Problem:
Many companies are faced with the challenge of dealing with big data. With the ever-growing amount of data being generated, it is important for IT professionals to find ways to gather and process data from various sources. In this article, we will discuss a solution to this problem using Azure SQL Database and Blob Storage.
Solution:
There are two schools of thought when dealing with big data: schema on write and schema on read. Schema on write is represented by the traditional relational database, where raw data is ingested through an ETL process and stored in tables for quick retrieval. Schema on read, on the other hand, is represented by technologies such as Hadoop or PolyBase, where data is processed as simple text files and the table definition is applied during the read operation.
In this article, we will focus on how to load data from Blob Storage into Azure SQL Database using two Transact SQL commands: BULK INSERT and OPENROWSET. These commands were updated with additional functionality in February 2017, allowing us to easily load data from Blob Storage into Azure SQL Database.
Business Problem:
Let’s consider a fictitious company named Big Jon Investments, which invests in the stock market via mutual funds. They currently invest in the S&P 500 mutual fund but are thinking of investing in individual funds starting in 2017. The investments department will need historical data to make informed choices when picking stocks. The boss has asked us to pull summarized daily trading data for the 505 stocks that make up the list. Last year’s historical data should be stored in comma delimited files and will be the start of a new data mart in Azure. Our task is to copy the comma delimited files to Azure Blob Storage and load an Azure SQL database table with the combined results.
Task Description:
- Use PowerShell to sign into Azure.
- Create and load an Azure blob container.
- Create and define an Azure SQL database.
- Define an external data source.
- Investigate the two Transact SQL commands: BULK INSERT and OPENROWSET.
Sign into Azure:
Before we can start working in the PowerShell ISE, we need to log in with a valid subscription owner. This requires entering valid credentials, such as a username and password. Once logged in, we can choose the correct subscription to work with.
Create Blob Container:
In Azure, most objects are contained inside a resource group. For this project, we will create a resource group, a storage account, and a blob container. The blob container will be used to store the comma delimited files. We can use PowerShell cmdlets to accomplish these tasks.
Create Azure SQL Server:
Almost everything in Azure is contained by a resource group. For this project, we will define a logical SQL database server inside the resource group. We will also define an administrator account and password for the server. Security is a very important concern, so Microsoft blocks all connections to the database by using a firewall. We will need to add a firewall rule to allow access to the database server.
Define Azure SQL Database:
We will use SQL Server Management Studio to manage our new Azure SQL server.

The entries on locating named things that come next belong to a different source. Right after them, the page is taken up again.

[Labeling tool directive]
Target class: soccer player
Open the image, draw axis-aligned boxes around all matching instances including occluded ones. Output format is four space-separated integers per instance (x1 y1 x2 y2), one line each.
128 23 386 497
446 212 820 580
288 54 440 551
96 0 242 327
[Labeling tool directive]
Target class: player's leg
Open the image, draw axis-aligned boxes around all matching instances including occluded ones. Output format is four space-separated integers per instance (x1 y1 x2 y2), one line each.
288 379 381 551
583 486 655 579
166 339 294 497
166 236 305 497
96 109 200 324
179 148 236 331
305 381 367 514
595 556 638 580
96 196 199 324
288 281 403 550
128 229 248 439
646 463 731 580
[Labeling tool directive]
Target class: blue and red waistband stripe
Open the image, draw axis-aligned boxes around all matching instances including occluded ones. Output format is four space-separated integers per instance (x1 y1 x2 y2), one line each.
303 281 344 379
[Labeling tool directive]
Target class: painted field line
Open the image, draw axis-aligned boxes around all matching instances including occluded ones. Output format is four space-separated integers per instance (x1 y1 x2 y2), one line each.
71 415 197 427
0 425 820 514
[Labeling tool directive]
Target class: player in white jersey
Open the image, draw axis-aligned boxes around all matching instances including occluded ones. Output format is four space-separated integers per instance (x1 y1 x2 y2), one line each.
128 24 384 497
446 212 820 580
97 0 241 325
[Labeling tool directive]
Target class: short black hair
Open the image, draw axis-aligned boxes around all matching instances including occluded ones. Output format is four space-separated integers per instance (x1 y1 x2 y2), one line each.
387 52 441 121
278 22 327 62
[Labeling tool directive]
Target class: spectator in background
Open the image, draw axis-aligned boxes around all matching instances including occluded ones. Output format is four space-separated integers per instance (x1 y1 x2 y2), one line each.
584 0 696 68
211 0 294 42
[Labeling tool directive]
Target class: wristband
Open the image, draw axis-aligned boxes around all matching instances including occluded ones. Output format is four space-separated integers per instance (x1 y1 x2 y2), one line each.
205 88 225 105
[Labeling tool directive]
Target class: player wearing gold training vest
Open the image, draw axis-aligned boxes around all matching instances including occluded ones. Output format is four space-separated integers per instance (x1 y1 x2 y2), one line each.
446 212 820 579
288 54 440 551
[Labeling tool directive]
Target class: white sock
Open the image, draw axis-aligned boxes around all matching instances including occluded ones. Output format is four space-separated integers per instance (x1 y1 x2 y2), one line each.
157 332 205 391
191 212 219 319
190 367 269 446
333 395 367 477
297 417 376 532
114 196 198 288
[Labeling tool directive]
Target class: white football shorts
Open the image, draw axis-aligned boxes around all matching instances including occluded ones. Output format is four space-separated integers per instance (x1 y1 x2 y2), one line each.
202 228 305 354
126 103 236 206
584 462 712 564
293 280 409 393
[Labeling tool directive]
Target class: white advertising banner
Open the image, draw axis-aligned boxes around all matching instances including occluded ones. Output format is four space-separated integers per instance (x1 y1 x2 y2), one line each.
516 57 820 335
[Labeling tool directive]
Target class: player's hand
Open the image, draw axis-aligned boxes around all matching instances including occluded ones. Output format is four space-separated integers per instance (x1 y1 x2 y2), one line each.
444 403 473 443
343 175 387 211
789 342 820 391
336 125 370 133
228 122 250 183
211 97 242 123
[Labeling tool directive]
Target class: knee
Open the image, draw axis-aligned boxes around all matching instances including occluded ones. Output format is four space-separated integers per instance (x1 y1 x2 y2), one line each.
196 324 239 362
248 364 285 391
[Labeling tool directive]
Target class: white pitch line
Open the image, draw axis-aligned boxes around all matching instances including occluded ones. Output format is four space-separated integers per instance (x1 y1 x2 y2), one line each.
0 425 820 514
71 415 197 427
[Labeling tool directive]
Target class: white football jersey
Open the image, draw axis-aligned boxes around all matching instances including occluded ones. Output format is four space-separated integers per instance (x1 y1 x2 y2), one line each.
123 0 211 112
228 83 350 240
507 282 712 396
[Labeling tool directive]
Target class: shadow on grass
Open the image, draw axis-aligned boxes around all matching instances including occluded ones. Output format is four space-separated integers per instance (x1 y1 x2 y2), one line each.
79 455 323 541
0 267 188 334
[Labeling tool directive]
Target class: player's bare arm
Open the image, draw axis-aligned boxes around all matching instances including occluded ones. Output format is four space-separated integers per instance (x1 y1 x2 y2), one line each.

We need to connect to the server to start crafting Transact SQL scripts. Once connected, we can create the necessary tables and define the schemas. In this case, we will create two user-defined schemas: ACTIVE and STAGE. We will also create the necessary tables within these schemas.
Define External Data Source:
In order for the BULK INSERT and OPENROWSET Transact SQL commands to access the Azure blob storage, we need to define an external data source. This involves creating a master key, obtaining a share access signature for the storage account, defining a database credential, and finally creating the external data source using the objects we created beforehand.

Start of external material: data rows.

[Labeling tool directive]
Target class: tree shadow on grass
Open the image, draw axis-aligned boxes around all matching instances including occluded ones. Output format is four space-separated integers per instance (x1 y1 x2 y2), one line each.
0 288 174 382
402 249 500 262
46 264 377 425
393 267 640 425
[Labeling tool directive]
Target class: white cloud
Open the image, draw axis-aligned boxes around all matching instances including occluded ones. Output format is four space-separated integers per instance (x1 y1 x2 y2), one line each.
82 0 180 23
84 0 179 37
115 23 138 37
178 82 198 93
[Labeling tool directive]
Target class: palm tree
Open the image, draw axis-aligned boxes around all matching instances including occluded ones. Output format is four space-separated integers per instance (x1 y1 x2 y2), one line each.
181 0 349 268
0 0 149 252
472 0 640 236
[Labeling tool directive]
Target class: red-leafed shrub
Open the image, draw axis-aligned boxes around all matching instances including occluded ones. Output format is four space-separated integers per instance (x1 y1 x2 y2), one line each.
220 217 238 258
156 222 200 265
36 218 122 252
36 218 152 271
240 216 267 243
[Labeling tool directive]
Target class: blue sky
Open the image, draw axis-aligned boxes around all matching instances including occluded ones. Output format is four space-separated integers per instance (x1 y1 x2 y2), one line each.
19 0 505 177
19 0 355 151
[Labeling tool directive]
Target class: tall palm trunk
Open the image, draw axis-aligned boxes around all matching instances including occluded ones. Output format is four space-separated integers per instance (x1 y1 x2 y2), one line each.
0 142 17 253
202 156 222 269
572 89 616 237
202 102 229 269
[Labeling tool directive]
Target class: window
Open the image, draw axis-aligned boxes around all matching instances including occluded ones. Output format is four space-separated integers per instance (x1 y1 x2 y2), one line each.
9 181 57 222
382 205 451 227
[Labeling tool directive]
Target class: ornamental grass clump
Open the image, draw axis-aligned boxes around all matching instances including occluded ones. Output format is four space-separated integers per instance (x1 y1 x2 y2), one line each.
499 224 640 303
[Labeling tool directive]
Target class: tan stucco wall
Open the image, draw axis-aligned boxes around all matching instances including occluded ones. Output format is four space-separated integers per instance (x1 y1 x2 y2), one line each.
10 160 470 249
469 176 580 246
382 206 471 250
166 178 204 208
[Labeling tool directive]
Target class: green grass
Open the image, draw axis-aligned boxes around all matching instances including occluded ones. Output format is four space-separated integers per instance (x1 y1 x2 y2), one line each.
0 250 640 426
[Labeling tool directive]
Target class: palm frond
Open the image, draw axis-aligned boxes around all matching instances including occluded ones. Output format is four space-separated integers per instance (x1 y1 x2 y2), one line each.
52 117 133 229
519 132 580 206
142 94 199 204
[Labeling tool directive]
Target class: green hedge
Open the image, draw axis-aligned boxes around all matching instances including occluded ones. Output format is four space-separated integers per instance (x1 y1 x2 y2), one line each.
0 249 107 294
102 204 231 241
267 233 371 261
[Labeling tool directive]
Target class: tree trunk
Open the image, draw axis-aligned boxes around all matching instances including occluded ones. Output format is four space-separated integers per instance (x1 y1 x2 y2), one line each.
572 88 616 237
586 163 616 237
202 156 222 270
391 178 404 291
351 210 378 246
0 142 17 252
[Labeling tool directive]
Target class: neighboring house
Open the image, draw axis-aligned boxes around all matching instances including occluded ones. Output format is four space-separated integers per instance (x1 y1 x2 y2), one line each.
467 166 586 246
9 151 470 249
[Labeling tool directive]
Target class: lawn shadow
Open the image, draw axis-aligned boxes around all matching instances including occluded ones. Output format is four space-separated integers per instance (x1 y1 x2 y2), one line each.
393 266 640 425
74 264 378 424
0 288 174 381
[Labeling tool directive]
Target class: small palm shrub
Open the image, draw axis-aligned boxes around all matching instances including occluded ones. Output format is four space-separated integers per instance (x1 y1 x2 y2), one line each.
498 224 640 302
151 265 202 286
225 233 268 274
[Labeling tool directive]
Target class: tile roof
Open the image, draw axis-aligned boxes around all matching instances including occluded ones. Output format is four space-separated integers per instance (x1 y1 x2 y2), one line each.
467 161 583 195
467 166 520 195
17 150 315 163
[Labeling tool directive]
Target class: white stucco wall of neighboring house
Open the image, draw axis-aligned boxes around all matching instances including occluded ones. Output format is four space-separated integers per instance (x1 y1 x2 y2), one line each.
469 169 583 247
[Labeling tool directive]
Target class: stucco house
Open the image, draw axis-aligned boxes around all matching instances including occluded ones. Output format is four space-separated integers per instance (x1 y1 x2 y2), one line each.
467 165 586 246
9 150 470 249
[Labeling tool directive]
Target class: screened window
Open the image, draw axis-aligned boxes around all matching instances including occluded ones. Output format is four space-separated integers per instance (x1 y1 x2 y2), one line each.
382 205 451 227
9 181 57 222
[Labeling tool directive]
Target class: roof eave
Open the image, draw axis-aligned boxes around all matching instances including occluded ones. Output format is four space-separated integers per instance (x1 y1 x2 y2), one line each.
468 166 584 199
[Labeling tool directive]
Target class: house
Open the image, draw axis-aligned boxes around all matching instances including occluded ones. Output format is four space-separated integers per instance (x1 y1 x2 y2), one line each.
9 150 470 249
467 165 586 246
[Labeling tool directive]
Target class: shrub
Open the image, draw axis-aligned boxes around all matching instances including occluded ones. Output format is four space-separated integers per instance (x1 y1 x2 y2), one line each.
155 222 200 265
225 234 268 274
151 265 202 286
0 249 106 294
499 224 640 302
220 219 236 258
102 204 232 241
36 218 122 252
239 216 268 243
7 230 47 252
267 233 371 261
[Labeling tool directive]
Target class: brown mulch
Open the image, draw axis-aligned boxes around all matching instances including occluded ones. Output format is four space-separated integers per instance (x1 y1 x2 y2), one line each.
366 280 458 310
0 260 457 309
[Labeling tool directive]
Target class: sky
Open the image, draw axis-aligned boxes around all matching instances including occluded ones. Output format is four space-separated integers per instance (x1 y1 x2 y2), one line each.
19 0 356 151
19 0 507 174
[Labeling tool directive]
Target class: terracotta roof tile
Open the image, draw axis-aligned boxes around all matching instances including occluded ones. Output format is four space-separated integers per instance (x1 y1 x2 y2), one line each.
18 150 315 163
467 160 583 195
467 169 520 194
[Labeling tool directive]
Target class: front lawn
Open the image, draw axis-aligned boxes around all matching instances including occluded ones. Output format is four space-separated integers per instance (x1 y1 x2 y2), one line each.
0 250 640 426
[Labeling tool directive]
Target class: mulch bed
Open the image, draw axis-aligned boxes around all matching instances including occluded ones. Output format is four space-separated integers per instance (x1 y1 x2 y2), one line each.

Use BULK INSERT and OPENROWSET:
The BULK INSERT command can read both text and binary files from Azure Blob Storage. We can use this command to load the comma delimited files into the staging table. The OPENROWSET command, on the other hand, can read in a CSV file from Azure Blob Storage. We can use this command to load the data from the staging table into the active table. Both commands require specifying the data source and format of the files.
Summary:
In this article, we discussed how to load data from Blob Storage into Azure SQL Database using the BULK INSERT and OPENROWSET Transact SQL commands. We also covered the steps required to set up the necessary infrastructure in Azure, such as creating a blob container, defining an Azure SQL server, and creating the necessary tables and schemas. By following these steps, we can easily load data from Blob Storage into Azure SQL Database and perform further analysis on the data.